Python Selenium – get href value

Question:

I am trying to copy the href value from a website, and the html code looks like this:

<p class="sc-eYdvao kvdWiq">
 <a href="https://www.iproperty.com.my/property/setia-eco-park/sale- 
 1653165/">Shah Alam Setia Eco Park, Setia Eco Park
 </a>
</p>

I’ve tried driver.find_elements_by_css_selector(".sc-eYdvao.kvdWiq").get_attribute("href") but it returned 'list' object has no attribute 'get_attribute'. Using driver.find_element_by_css_selector(".sc-eYdvao.kvdWiq").get_attribute("href") returned None. But i cant use xpath because the website has like 20+ href which i need to copy all. Using xpath would only copy one.

If it helps, all the 20+ href are categorised under the same class which is sc-eYdvao kvdWiq.

Ultimately i would want to copy all the 20+ href and export them out to a csv file.

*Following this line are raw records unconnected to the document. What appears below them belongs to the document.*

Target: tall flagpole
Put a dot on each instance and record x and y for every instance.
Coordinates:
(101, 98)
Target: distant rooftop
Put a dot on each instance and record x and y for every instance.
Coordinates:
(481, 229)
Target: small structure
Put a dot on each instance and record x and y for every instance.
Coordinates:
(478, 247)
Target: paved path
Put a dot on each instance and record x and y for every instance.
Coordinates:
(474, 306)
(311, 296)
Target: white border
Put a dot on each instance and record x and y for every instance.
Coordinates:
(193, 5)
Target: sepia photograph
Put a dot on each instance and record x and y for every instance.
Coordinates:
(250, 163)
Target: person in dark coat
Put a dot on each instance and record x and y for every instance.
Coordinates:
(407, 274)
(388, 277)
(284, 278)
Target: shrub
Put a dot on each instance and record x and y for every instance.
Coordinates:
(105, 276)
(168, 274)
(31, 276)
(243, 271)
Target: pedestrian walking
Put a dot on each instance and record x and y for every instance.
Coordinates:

Appreciate any help possible.

Asked By: Eric Choi

||

Answers:

try something like:

elems = driver.find_elements_by_xpath("//p[contains(@class, 'sc-eYdvao') and contains(@class='kvdWiq')]/a")
for elem in elems:
   print elem.get_attribute['href']
Answered By: Robert

The XPATH

//p[@class='sc-eYdvao kvdWiq']/a

return the elements you are looking for.

Writing the data to CSV file is not related to the scraping challenge. Just try to look at examples and you will be able to do it.

Answered By: balderman

You want driver.find_elements if more than one element. This will return a list. For the css selector you want to ensure you are selecting for those classes that have a child href

elems = driver.find_elements_by_css_selector(".sc-eYdvao.kvdWiq [href]")
links = [elem.get_attribute('href') for elem in elems]

You might also need a wait condition for presence of all elements located by css selector.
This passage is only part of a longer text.